9 February 2018 | Herpreet Kaur Grewal
A third (33 per cent) of UK workers believe that their bosses should pay them for keeping healthy, reveals research.
The study by Willis Towers Watson (WTW) also shows that 34 per cent of employees would only participate in a company health initiative if there were a financial incentive to do so - up from 26 per cent in 2013.
Although traditional financial incentives include performance-linked bonuses, profit-sharing, and living or car allowances, more contemporary rewards include 'wellness payments', which employees spend on keeping healthy, for example, on health screenings, physiotherapy treatment, gym or sports club membership or spa days.
The findings show that this incentive demand is part of a wider problem with employees' engagement in their company well-being initiatives, as 70 per cent of workers do not believe they meet their needs.

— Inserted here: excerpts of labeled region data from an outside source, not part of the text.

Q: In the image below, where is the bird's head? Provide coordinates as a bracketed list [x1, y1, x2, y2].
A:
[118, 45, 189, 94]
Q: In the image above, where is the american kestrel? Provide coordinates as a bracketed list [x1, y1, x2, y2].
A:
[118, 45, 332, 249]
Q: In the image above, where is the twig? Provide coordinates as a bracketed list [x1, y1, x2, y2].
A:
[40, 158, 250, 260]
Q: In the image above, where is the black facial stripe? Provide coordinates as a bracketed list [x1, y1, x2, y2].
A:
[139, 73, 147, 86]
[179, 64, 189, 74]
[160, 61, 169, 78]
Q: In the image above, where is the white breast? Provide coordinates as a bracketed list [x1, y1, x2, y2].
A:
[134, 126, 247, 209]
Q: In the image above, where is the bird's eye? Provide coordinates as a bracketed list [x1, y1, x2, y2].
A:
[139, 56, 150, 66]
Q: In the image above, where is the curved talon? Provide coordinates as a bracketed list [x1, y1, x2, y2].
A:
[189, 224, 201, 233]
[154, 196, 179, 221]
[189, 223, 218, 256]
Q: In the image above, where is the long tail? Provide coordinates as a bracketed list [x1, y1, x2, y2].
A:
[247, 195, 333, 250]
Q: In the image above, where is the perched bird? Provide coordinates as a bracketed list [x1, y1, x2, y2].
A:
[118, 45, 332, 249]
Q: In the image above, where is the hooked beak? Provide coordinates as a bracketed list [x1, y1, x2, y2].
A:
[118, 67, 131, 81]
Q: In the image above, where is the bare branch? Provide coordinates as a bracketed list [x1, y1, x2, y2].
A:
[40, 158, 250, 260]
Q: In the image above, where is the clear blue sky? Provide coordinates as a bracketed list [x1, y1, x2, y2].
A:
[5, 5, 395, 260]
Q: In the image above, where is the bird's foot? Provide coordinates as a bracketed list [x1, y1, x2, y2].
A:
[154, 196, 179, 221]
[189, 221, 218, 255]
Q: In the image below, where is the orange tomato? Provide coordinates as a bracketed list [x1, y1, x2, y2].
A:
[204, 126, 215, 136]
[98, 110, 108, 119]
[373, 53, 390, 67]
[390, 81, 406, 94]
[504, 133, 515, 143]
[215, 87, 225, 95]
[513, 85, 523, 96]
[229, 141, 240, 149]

Mike Blake, well-being lead for Willis Towers Watson, said: "The figures suggest that despite employers increasing their focus on health and well-being, existing schemes are not appealing to employees and, as a result, many feel they need extra motivation to participate, in the shape of financial incentives. Having a healthy workforce does, of course, greatly benefit employers, as it leads to lower levels of sickness absence, productivity loss and employee turnover, but employees reap the rewards of living healthier lives too.
"Taking care of health and worker well-being should be a shared priority of both employee and employer, not seen as additional workload that workers should be compensated for. Companies which struggle to engage with their employees would be wise to review their current health and well-being initiatives, so that they are truly valued by employees and meet their needs and personal health goals."
The research found that, over the next three years, 33 per cent of organisations believe their strategy for encouraging healthy behaviours, such as smoking cessation, weight management or increasing exercise levels, will focus primarily on direct financial incentives, an increase from 12 per cent currently.
But Blake advised companies to be cautious about adopting such an approach.
"It is understandable that companies - particularly those who are frustrated at a lack of engagement - are tempted to offer financial incentives to their employees. But this can be a knee-jerk response to problems that may require deeper answers.
"Often a more sustainable solution is to ask more searching questions about the programmes and initiatives that are already in place, for example, are they joined up? Do they connect to employees' wants and needs, is there a broad enough range, and are they well communicated?
He added that employers could consider appealing to the "tech-savvy, time-strapped, fitness-conscious worker, for example, by offering wearable technology subsidies, promoting the use of meditation apps and introducing health-league tables".